With the help of these donors and sponsors in the U.S., as well as the caregivers here, Nguyen has surpassed all expectations – showing us all a glimmer of hope and promise because miraculously, and against all odds, she is finally able to stand. I will never forget the tears that welled up in my eyes the moment I saw Nguyen’s frail, tooth-pick-legs unfold themselves. She extended her tiny hand to me, and placed the other on the crib. With all of her might she braced herself and wobbled to the most proud stance I have ever seen her in.
Her face instantly lit up with her usual, radiant smile, but this time, it was luminous.
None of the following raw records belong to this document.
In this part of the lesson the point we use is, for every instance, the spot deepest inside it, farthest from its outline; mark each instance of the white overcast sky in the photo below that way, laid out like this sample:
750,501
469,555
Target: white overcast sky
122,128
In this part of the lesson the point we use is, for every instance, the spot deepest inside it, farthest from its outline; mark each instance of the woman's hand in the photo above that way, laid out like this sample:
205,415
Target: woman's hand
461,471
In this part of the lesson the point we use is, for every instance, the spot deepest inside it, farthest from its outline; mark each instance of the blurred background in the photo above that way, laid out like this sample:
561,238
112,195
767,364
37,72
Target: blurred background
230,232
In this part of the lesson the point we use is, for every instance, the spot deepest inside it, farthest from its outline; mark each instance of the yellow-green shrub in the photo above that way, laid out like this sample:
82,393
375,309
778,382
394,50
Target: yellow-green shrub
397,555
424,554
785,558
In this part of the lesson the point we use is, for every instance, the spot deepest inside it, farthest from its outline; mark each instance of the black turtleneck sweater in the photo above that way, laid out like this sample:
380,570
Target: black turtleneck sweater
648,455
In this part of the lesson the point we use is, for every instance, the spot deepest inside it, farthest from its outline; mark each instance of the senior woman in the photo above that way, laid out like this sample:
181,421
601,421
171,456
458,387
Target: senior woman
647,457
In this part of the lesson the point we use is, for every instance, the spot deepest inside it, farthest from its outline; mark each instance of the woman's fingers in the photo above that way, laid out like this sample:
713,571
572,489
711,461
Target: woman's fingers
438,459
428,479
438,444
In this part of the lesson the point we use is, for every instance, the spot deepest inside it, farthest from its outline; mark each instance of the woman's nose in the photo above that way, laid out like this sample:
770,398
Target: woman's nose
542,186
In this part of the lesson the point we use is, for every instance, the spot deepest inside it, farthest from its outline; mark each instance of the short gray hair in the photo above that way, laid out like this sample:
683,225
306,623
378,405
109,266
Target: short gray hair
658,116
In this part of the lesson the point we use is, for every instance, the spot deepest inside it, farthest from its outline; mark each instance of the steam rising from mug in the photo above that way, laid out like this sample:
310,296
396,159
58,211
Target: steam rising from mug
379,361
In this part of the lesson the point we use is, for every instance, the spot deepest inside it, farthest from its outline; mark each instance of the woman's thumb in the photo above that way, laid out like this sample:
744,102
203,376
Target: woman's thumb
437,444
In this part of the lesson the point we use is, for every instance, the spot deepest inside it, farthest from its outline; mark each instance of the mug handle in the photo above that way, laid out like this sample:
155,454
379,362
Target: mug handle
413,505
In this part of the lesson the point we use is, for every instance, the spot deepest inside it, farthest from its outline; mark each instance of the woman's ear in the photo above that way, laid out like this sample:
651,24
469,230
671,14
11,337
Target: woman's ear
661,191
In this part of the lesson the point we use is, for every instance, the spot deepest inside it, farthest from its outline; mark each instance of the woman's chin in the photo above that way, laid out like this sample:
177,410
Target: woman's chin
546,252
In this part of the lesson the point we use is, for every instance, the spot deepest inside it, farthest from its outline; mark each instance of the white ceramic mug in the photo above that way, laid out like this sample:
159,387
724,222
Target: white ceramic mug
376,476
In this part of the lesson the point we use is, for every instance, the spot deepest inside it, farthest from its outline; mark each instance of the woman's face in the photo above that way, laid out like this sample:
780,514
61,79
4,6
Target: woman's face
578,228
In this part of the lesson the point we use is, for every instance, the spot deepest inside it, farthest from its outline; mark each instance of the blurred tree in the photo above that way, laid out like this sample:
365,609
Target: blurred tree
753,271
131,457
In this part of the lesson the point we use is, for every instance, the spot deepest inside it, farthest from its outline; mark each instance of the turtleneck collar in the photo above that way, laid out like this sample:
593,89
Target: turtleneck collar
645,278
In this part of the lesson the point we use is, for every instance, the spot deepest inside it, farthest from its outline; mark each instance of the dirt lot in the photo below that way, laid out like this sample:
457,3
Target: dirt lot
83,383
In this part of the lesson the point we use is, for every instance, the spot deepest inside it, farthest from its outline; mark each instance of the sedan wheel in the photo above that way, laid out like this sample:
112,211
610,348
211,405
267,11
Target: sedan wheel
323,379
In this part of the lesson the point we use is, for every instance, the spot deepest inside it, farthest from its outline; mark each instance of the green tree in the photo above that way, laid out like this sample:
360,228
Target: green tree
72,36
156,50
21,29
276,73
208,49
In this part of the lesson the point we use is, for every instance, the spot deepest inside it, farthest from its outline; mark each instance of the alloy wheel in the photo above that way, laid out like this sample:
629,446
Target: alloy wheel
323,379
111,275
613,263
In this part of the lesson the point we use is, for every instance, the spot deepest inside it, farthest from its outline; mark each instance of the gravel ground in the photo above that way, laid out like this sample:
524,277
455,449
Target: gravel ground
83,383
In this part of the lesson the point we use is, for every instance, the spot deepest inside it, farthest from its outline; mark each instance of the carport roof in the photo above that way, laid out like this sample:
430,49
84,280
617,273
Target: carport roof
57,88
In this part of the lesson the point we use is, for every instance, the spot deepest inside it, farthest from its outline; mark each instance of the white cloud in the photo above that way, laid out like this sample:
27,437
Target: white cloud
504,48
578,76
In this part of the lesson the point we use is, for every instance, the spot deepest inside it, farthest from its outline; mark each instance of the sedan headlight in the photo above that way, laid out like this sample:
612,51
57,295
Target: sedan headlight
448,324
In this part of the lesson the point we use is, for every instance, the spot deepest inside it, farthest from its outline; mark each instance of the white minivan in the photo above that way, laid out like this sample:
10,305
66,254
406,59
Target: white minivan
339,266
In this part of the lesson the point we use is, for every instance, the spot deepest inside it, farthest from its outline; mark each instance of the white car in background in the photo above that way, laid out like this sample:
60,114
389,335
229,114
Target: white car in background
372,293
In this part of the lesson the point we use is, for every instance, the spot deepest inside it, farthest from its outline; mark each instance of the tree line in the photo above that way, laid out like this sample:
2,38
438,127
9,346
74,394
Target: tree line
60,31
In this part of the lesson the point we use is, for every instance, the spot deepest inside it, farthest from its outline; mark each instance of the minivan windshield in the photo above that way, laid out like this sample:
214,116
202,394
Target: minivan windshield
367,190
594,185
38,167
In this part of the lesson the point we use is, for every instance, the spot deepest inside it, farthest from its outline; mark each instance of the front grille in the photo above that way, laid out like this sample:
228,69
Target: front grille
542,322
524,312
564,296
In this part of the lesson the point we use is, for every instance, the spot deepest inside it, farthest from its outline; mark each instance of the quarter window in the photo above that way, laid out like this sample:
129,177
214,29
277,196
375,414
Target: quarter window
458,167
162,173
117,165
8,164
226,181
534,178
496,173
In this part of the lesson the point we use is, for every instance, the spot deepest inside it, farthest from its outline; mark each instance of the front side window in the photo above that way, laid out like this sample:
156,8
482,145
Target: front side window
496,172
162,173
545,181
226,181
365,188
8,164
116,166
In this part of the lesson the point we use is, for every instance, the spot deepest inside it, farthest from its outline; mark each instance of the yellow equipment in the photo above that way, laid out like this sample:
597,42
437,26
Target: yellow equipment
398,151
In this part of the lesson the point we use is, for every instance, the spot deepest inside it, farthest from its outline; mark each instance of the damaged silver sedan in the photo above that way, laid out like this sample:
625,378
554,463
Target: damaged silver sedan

I knew that by committing to come to Vietnam, I would be greatly influenced by the things I saw. I knew I would be inspired and moved by many things. I had hoped to make a positive change in someone’s life, and of course better myself, but in no way could I ever have imagined the impact of the work here. It’s truly amazing how something so little – just $200 worth of physical therapy – can sincerely change a child’s life. Nguyen’s life has been transformed through the sponsorship program. She has made enormous developmental strides, and the stronger and more capable she becomes, the greater the odds of her finding a family; she is literally and figuratively one step closer to finding a home of her own. **
* Child’s name has been changed
** Editor’s Note: Although international adoption from Vietnam remains suspended, many children are able to find homes locally through domestic adoption. Holt continues to support efforts to reform and ultimately resume international adoption from Vietnam.